Jordan Davis Was Killed Because of America's Fear of Young Black Men
In November 2012, Michael Dunn, a 47-year-old white male stopped at a local gas station in Jacksonville, Fla. with his then-fiancée. When he pulled up at the gas station parking lot, he parked next to a car full of young, black male teens playing loud music. In the backseat of the car of teens was Jordan Davis, a 17-year-old from Marietta, Ga.
Dunn apparently asked the teens to turn down their music. A verbal altercation ensued between Dunn and Davis. According to Dunn, Davis pulled out some object that appeared to be a shotgun. Dunn pulled his 9mm gun out of his glove compartment and fired eight or nine times into the car full of young teens. Jordan Davis was killed. Police never found any gun or object that Davis could possibly have used that Dunn would have mistaken for a gun.
Dunn left the scene of the shooting, went back to his hotel with his fiancée and ordered pizza. He never called the police.
Based on these facts, why couldn't a diverse jury find Dunn guilty of murder (rather than attempted murder)? The answer is simple: The law of self-defense in Florida does not require an individual to flee to avoid using lethal force. And, at least two Florida juries have interpreted the law to mean that anytime a young black male is present, the "reasonable fear" requirement (that allows a person to use lethal force) is satisfied.
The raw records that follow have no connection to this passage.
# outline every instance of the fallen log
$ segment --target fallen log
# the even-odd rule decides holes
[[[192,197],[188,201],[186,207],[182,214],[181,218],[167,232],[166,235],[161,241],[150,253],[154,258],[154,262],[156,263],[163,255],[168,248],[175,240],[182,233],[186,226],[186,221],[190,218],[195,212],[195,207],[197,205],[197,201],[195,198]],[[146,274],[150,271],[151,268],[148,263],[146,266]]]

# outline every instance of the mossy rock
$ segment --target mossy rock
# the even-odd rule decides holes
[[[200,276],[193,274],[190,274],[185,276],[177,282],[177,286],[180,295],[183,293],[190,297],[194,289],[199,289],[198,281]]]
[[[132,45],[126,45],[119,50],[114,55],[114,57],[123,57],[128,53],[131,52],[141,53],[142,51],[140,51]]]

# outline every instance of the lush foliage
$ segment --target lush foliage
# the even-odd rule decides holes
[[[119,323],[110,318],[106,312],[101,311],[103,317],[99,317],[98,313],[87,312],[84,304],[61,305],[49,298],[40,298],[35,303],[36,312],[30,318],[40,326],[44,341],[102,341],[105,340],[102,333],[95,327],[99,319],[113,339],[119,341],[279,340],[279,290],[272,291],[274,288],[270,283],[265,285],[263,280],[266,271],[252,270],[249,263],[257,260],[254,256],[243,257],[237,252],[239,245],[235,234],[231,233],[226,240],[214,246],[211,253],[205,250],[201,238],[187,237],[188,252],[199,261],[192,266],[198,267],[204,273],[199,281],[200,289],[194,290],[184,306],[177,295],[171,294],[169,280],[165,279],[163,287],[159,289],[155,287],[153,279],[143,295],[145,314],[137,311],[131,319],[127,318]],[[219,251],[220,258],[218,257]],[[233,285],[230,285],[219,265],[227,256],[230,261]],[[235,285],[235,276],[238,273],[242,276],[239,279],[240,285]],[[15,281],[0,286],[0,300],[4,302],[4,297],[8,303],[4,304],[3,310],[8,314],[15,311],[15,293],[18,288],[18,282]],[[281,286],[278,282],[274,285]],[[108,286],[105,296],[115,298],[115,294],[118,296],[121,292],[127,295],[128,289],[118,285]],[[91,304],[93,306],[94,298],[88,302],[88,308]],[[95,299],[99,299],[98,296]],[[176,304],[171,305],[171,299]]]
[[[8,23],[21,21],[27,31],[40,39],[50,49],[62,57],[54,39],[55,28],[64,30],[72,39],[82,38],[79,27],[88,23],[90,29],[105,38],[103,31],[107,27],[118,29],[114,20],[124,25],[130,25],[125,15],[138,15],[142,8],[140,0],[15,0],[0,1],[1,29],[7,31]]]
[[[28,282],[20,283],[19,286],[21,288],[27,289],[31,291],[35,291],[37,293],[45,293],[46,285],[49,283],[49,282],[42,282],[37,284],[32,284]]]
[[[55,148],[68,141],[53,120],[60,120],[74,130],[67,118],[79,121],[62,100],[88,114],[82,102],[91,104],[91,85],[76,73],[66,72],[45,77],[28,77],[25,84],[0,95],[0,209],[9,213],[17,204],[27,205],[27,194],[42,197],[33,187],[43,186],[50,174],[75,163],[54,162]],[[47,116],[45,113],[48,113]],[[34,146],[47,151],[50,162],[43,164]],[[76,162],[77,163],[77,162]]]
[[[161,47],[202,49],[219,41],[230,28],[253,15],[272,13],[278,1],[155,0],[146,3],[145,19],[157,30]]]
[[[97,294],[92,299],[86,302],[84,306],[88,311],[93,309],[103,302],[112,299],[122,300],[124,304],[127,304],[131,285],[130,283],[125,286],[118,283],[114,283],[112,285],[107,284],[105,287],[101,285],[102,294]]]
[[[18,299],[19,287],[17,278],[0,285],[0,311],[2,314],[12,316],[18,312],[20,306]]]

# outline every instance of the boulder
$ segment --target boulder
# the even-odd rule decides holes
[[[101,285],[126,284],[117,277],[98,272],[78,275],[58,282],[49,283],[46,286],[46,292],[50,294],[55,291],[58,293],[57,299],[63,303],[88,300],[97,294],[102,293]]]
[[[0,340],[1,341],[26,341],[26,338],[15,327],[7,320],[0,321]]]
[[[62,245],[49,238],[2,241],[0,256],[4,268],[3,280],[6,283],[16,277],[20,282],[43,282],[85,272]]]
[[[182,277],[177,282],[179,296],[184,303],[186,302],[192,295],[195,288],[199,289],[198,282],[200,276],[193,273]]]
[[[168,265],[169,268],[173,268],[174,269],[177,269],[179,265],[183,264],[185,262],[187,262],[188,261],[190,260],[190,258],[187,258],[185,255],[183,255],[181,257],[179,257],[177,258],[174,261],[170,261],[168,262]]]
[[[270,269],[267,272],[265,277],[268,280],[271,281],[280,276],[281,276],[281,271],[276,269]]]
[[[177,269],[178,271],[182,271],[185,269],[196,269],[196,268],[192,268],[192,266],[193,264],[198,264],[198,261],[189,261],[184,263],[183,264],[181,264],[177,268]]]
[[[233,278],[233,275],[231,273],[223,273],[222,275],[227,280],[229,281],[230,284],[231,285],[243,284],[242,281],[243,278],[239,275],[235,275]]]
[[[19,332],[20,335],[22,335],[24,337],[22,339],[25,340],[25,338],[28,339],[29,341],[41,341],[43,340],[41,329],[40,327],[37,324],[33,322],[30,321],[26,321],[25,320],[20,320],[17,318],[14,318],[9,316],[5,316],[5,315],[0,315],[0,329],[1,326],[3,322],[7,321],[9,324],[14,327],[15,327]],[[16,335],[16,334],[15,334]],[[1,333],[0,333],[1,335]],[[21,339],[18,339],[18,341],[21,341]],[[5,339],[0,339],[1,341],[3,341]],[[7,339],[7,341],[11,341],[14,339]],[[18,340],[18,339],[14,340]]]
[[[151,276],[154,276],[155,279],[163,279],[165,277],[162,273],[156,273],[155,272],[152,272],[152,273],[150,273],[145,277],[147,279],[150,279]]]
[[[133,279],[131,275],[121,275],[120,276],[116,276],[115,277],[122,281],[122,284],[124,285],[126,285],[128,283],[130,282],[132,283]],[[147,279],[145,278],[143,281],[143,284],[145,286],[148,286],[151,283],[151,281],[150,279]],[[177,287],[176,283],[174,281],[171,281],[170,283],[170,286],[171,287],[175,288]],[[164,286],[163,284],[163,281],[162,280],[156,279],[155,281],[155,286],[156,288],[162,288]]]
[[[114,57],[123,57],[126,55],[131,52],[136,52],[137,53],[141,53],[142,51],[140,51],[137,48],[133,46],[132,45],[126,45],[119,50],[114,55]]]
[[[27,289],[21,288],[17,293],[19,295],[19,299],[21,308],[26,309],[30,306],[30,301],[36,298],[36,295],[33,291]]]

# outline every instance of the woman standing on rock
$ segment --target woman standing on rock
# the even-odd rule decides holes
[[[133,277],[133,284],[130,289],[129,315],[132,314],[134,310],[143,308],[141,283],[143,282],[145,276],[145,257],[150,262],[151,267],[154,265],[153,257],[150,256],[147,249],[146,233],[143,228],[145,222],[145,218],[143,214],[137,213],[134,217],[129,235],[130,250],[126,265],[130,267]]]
On the first issue, the requirement to flee, if possible, is one that was embedded into the law of self-defense when it was developed centuries ago, except in certain circumstances, namely when in defense of one's own home. To law students, this is known as the castle doctrine, with the underlying idea being that a person has a right to defend his or her castle/home/property. Florida and several other states have extended the castle doctrine far beyond its initial use and have effectively made it permissible for an individual to defend herself instead of fleeing in any and every circumstance. This is slightly different from the "Stand Your Ground" law, but only as a matter of procedure.
Neither Michael Dunn nor George Zimmerman used the Florida "Stand Your Ground" law, in that they did not request a special pre-trial hearing by the judge to determine if they actually stood their ground according to the law. Dunn and Zimmerman used the stand your ground principle that changed the dynamics of self-defense law in Florida. It is this shift in principle that makes it okay for Dunn to raise a self-defense claim when he could have simply pulled out of the parking lot, and for Zimmerman to raise a self-defense claim when he could have simply stayed in his vehicle as told by officers.
The second fundamental issue is even more disturbing. It is not based on an actual shift in law as enacted by the Florida state legislature, but rather is based on an interpretation of "reasonable apprehension" that brings to bear all of the fears of young black men that are inculcated into society through media, "news" and political fearmongering.
The question before the jury was whether it was reasonable for Dunn to fear for his life when he thought he saw something that could have been a gun (although no gun was recovered and no object similar to a gun could be found) coming through the back window of a car filled with four young black men listening to loud "thug" music or "rap crap?" For some members of the jury, the answer to this question was "yes," and for others the answer was "no."
When jury members start to do television interviews, I would not be surprised if we find that it was the non-white jurors who answered "no" and the white jurors that answered "yes." But why am I making this racial? Isn't this just playing into the same ol' racial infighting that we should be past in a post-racial America? My answer is no. Why? Because if four white teens bumping rock music had pulled up to Dunn, I believe that regardless of a phantom gun, those four kids would still be alive today. And, if one of them had been killed, a jury would have found Dunn's apprehension unreasonable.
This is a tough pill to swallow, but as a society, we have demonized young black men so much, for so long, that it is ingrained into our national psychology. It is easier for a jury to simply throw up their hands in irreconcilable disagreement than to find a middle-aged white man's fear of a young black man, in the absence of an actual weapon, unreasonable. I am frustrated by the fact that a jury has failed to hold accountable someone with the ability to do one simple thing: walk (or in this case, drive) away.
Dunn spoke to the teens first. He pulled out his gun, fired about eight shots into a car full of young teens, went to his hotel and ordered pizza instead of calling police, and for now, Dunn remains unaccountable for the murder of Jordan Davis.
So what now? How do we move forward? As I see it, there two options: one that is difficult but possible, and one that seems out-of-reach. First, we must push states like Florida to reinstate a common law definition of the castle doctrine, meaning that the only time you have a right not to flee, if possible, is when you are in your own home. Second, we must deprogram our society's fear of young black men. On the second issue, I welcome any and all suggestions, as I fear it may be an insurmountable task.